L'aile ouest du château-moyen subit moins de destructions. Le grand réfectoire, après l'anéantissement du portail, la destruction du parquet et l'aveuglement des fenêtres à l'est, devient une salle d'exercices.
Le "Palais des Grand-Maîtres" est fortement dévasté et on y aménage un atelier de coton. On installe aussi un atelier de tissage dans les appartements royaux. Les réfectoires d'été et d'hiver, aménagés avec un plafond et plusieurs murs en bois, deviennent des logements pour les ouvriers.
Indépendamment des décisions royales qui ont transformé le château en dépôts, le pragmatisme prussien fait chercher d'autres solutions pour les bâtiments qui sont très coûteux pour l'Etat. Un architecte très connu à l'époque, David Gilly, présente un programme pour la destruction totale du château et pour la ré-utilisation des matériaux pour la construction de caserne et de dépôts militaires. A cause des frais qui surpassent les revenus prévus, le projet, déjà accepté par le roi, est réalisé négligemment. Ils arrivent quand même à détruire entre autres, quelques tours, l'ensemble de la porte d'entrée, la chapelle de Saint Barthélemy et la porte près de l'église de Saint-Laurent.

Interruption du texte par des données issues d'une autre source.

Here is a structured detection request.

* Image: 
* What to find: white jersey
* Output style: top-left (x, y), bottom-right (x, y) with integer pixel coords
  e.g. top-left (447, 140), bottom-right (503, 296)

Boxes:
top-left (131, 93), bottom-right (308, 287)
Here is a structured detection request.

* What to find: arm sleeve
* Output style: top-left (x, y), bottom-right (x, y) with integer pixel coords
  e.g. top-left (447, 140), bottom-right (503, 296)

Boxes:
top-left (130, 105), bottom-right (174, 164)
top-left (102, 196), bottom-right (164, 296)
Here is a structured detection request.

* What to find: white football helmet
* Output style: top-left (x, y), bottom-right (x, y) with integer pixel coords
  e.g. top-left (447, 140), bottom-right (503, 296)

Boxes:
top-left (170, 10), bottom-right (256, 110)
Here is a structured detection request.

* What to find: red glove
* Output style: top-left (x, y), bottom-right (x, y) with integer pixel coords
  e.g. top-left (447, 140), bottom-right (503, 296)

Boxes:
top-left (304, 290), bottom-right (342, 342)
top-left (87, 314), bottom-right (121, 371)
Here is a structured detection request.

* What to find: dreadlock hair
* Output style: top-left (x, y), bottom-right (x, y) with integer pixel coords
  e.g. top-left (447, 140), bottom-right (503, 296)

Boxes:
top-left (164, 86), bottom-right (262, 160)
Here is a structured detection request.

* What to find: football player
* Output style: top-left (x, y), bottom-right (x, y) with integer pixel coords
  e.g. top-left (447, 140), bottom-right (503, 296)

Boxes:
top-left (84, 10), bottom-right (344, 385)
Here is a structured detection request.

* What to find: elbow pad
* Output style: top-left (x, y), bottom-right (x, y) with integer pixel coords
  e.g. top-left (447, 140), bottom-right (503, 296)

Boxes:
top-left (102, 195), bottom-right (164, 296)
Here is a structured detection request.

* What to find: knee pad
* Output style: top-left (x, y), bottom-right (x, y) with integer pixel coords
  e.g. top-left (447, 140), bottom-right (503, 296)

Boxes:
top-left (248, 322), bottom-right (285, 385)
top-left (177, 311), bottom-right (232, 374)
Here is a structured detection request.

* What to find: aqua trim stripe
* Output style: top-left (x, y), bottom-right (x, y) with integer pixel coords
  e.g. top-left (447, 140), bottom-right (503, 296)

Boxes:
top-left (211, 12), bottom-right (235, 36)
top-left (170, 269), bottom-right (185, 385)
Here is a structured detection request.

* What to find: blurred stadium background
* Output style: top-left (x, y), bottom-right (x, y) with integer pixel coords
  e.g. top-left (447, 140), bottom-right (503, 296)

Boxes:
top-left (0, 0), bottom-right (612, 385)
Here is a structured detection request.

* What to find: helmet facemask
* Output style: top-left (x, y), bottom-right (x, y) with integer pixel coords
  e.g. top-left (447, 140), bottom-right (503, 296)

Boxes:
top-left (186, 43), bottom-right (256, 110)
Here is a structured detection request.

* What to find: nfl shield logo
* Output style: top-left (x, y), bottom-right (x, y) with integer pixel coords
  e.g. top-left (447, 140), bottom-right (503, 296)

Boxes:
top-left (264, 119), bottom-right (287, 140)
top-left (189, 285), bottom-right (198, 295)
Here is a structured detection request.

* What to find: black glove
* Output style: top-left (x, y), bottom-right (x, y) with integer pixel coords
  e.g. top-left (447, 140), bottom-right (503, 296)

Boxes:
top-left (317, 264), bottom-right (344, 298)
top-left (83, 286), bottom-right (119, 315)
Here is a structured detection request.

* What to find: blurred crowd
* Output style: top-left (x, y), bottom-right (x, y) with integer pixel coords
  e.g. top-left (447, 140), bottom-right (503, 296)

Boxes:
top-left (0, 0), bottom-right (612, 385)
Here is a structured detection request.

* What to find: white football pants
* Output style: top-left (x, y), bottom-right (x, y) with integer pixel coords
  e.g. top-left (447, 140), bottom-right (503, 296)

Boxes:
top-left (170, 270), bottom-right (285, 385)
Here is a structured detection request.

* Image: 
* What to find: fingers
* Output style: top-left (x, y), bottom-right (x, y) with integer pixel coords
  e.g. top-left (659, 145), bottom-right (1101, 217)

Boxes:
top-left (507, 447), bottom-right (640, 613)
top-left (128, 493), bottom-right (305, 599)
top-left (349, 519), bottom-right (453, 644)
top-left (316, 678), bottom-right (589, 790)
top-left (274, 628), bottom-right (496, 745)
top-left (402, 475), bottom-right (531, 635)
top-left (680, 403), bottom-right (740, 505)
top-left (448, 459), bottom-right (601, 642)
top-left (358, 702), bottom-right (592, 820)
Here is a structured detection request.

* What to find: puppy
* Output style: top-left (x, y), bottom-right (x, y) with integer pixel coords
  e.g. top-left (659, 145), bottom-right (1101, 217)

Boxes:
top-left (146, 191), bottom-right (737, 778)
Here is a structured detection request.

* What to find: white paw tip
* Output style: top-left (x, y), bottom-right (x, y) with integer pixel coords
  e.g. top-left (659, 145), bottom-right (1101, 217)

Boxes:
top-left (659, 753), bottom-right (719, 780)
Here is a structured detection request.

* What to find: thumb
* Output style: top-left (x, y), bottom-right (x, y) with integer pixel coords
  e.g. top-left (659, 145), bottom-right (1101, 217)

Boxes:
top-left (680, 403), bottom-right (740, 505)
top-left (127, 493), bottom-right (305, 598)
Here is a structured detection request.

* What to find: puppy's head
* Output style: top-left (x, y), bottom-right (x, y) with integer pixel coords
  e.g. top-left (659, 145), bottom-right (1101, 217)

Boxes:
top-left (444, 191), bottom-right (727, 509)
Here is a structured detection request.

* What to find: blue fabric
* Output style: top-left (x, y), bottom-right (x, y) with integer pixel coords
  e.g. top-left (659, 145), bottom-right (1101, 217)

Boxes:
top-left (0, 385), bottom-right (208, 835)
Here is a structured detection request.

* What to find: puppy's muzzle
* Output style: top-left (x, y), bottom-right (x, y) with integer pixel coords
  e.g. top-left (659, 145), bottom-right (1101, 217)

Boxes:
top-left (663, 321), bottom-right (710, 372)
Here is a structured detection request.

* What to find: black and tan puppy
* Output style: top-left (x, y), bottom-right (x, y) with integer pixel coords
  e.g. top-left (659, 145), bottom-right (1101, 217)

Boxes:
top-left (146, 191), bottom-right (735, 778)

Le 13 août 1804, l'ordre royal d'arrêter la destruction arrive et sauve le château de la ruine complète. C'est le hasard et la revalorisation de l'opinion générale sur le Moyen-Age qui portent secours au château au dernier instant. Vers 1800, l'Ordre Teutonique et son Etat en Prusse deviennent un objet de recherche et d'intérêt pour les historiens et les politiciens prussiens. A l'époque des guerres napoléoniennes et du romantisme, l'histoire de l'Ordre est déjà tellement revalorisée que la Croix de Fer a la forme de celle portée par les chevaliers teutoniques sur leurs manteaux. Dans les années 1820, les archives teutoniques gardées à Königsberg deviennent accessibles pour les chercheurs qui les répertorient et les réunissent dans la "Germaniae Historica", la plus grande édition des sources moyenâgeuses de l'époque. A la fin du XIXème siècle, l'Etat de Prusse centralisé commence la reconstruction médiévale du château de Malbork, qui devient un monument national d'Allemagne, alors unie et dominée par la Prusse.
Le château Teutonique de Malbork a été reconstruit par la Prusse, les travaux sont poursuivis par l'Allemagne et après la IIème guerre mondiale, par la Pologne (où le château se trouve depuis la moitié du XXème siècle) avec la pleine et entière collaboration de l'Allemagne.
Le Château de Malbork fait partie du patrimoine mondial de l'Unesco depuis 1997.